I'm trying to probe the edge cases. (I guess another way of looking at  
this is: to what extent is Erlang workable for writing systems based  
around the mobile agent paradigm?)  



>  
> What I think is a more serious problem is getting data into the system  
> in the first place.  
> I have done some experiments with document commenting and annotation  
> systems and  
> found it very difficult to convert things like word documents into a  
> form that looks half  
> decent in a user interface.  

Haven't actually thought a lot about that part of the problem. I'm  
thinking of documents that are more form-like in nature, or at least  
built up from smaller components - so it's not so much going from Word  
to an internal format, as much as starting with XML or JSON (or tuples),  
building up structure, and then adding presentation at the final step.  
XML -> Word is a lot easier than the reverse :-)  

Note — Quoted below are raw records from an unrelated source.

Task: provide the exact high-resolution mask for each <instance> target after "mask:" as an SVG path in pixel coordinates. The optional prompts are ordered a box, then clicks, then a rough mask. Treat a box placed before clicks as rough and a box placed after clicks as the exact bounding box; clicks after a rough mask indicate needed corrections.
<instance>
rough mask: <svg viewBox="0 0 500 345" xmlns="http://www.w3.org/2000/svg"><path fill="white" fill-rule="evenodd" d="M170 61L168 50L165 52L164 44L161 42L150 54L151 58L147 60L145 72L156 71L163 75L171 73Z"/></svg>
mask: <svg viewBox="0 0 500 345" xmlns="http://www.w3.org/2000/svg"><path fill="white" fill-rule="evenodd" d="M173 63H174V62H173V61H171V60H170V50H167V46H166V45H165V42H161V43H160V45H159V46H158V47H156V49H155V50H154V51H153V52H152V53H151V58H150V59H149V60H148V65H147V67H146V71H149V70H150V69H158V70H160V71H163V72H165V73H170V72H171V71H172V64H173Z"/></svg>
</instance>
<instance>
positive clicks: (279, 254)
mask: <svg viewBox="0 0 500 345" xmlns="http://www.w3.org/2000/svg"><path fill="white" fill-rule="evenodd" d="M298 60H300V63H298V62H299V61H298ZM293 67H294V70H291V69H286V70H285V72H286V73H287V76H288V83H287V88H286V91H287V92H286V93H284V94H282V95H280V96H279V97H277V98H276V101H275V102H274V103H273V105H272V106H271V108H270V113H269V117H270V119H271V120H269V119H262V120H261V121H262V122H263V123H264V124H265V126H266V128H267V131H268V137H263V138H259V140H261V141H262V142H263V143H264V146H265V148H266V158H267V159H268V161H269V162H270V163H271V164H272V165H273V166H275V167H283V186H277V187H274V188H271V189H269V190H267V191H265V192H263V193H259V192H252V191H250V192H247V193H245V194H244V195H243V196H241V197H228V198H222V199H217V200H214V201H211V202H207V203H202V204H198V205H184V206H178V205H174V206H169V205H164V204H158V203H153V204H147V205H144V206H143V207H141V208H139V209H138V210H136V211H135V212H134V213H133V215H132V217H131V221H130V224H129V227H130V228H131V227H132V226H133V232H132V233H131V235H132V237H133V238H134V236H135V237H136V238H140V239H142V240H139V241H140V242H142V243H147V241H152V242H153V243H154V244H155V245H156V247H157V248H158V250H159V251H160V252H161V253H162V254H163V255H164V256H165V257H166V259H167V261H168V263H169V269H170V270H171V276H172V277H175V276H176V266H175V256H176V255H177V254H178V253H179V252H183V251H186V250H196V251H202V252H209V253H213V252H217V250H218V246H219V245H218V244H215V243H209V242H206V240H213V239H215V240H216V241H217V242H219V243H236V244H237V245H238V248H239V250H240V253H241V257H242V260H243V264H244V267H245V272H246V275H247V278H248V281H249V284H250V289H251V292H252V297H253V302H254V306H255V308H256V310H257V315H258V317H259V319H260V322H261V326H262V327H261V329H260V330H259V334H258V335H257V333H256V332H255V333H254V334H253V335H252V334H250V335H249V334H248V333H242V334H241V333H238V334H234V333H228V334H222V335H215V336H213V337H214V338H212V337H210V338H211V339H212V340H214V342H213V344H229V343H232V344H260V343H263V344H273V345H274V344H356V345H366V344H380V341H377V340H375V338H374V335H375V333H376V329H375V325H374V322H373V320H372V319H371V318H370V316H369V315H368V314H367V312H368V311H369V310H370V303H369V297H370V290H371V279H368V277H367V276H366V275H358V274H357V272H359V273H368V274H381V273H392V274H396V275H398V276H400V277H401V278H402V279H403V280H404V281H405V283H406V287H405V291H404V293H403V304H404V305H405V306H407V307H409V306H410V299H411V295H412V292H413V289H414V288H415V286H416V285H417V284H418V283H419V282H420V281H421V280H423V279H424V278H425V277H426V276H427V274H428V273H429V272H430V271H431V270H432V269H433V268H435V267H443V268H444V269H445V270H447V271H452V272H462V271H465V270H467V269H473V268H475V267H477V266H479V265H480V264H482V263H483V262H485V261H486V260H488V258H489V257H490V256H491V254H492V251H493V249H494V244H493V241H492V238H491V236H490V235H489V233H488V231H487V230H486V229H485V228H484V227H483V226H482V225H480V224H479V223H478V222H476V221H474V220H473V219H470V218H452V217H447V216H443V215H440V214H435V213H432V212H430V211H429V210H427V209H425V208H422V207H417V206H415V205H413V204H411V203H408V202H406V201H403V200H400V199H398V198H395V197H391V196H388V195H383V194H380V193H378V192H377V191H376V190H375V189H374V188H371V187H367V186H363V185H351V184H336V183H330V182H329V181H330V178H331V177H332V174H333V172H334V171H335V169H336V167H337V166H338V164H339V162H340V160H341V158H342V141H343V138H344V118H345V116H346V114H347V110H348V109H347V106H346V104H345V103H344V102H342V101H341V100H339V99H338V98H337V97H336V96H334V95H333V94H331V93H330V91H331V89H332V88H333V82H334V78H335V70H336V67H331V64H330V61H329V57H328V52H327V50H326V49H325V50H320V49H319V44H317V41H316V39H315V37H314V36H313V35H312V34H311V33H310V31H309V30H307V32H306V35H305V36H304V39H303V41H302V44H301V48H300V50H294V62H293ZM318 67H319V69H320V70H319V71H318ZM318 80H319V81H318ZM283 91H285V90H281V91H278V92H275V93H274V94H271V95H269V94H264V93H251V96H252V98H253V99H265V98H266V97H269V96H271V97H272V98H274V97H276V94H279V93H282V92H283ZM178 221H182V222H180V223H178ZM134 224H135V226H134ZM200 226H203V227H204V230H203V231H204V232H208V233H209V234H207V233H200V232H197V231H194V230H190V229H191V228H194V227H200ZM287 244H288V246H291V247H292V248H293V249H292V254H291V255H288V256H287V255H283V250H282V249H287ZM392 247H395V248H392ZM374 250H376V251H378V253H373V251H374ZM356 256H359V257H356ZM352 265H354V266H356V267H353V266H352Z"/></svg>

On the other hand, I do have a bunch of applications in mind where  
parsing Word and/or PDF would be very helpful - notably stripping  
requirements out of specifications. (I can't tell you how much of my  
time I spend manually cutting and pasting from specifications into  
spreadsheets - for requirements tracking and such.) Again, presentation  
isn't that much of an issue - structural and semantic analysis is. But,  
while important, that's a separate set of problems - and there are some  
commercial products that do a reasonably good job.  

> I want to parse Microsoft word files and PDF etc. and display them in  
> a format that is  
> recognisable and not too abhorrent to the user. I also want to allow  
> on-screen manipulation of  
> documents (in a browser) - all of this seems to require a mess of  
> Javascript (in the browser)and a mess of parsing programs inn the server.  
>  
> Before we can manipulate documents we must parse them and turn them  
> into a format  
> that can be manipulated. I think this is more difficult that the  
> storing and manipulating documents  
> problem. You'd also need support for full-text indexing, foreign  
> language and multiple character sets and so  
> on. Just a load of horrible messy small problems, but a significant  
> barrier to importing large amounts  
> of content into the system.  
>  
> You'd also need some quality control of the documents as they enter  
> the system (to avoid rubbish in rubbish out), also to maintain the  
> integrity of the documents.  

Again, for this problem space, it's more about building up complex  
documents from small pieces, than carving up pre-existing documents.  
More like the combination of an IDE and a distributed CVS - where fully  
"compiled" documents are the final output.  

>  
> If you have any ideas of now to get large volumes of data into the  
> system from proprietary formats  
> (like ms word) I'd like to hear about it.  
>  

Me too :-) Though, I go looking for such things every once in a while, and:  
- there are quite a few PDF to XML parsers, but mostly commercial ones  
- there are a few PDF and Word "RFP stripping" products floating around,  
that are smart enough to actually analyze the content of structured  
documents (check out Meridian)  
- later versions of Word export XML, albeit poor XML  
- there are quite a few document analysis packages floating around,  
including ones that start from OCR images - but they generally focus on  
content (lexical analyis) and ignore structure (it's easier to scan a  
document and extract some measure of what it's about - e.g. for indexing  
purposes; it's a lot harder to find something that will extract the  
outline structure of a document)  


Cheers,  

Miles  


--  
In theory, there is no difference between theory and practice.